I want to copy rows from one table t2 to another t1, while excluding rows with values already existing in t1. The usual approach of 'NOT IN' works fine but only as long there are not multiple occurences of the same value in the source table t2.
Now, assuming I have two tables with the schema:
CREATE TABLE t1 ( id INTEGER );
CREATE TABLE t2 ( id INTEGER );
then insert data into them like:
INSERT INTO t1 VALUES (1);
INSERT INTO t2 VALUES (1);
INSERT INTO t2 VALUES (2);
Now, I try to insert all data from t2 into t1 but exclude pre-existing in t1:
INSERT INTO t1 (id) SELECT t2.id FROM t2
WHERE t2.id NOT IN ( SELECT t1.id FROM t1 WHERE t1.id = t2.id );
it works flawlessly; the row in t2 with the value of '1' did not get insert a second time into t1:
SELECT * FROM t1;
id
----
1
2
(2 rows)
But when there are multiple occurences of the same value in t2 it doesn't check if they exist in t1 for each individual insert, but for the whole transaction as it seems. Let's continue with my example by:
DELETE FROM t1;
INSERT INTO t2 VALUES (2);
SELECT * FROM t2;
id
----
1
2
2
(3 rows)
INSERT INTO t1 (id) SELECT t2.id FROM t2
WHERE t2.id NOT IN ( SELECT t1.id FROM t1 WHERE t1.id = t2.id );
SELECT * FROM t1;
id
----
1
2
2
(3 rows)
The same result is achieved with WHERE NOT EXISTS as well.

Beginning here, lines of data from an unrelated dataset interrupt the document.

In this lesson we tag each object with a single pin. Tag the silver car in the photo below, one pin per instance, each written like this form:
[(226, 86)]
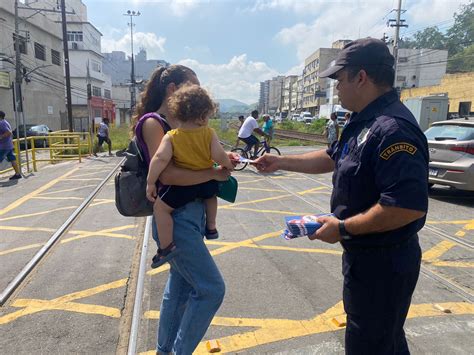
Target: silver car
[(451, 146)]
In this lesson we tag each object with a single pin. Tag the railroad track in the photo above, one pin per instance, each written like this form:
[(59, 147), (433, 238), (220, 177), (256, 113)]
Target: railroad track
[(53, 240)]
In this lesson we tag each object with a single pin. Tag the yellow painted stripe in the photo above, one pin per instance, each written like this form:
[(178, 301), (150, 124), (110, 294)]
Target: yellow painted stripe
[(27, 197), (67, 190), (255, 201), (439, 249), (38, 213)]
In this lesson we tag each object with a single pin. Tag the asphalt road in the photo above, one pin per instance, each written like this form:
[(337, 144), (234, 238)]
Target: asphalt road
[(283, 297)]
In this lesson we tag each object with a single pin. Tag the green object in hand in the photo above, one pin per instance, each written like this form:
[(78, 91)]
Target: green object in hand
[(228, 189)]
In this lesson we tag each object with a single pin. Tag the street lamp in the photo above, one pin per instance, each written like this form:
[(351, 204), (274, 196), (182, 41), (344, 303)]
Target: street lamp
[(132, 73)]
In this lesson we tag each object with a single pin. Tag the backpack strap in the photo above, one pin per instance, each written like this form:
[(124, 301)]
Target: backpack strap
[(139, 132)]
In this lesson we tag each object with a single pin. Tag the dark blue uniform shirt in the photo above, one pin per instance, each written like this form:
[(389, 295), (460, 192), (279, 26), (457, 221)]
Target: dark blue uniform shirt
[(382, 157)]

Has anyone an idea of how to check for existing values in t1 on an individual row-level to prevent multiple occurences?
I could as well use ON CONFLICT DO ... but I rather not want to since the idea is to split the data coming from t2 into a "clean" t1 and a "dirty" t1_faulty where all the rows are collected which do not fit some given criteria (one of which the uniqueness of id for which I am asking this question).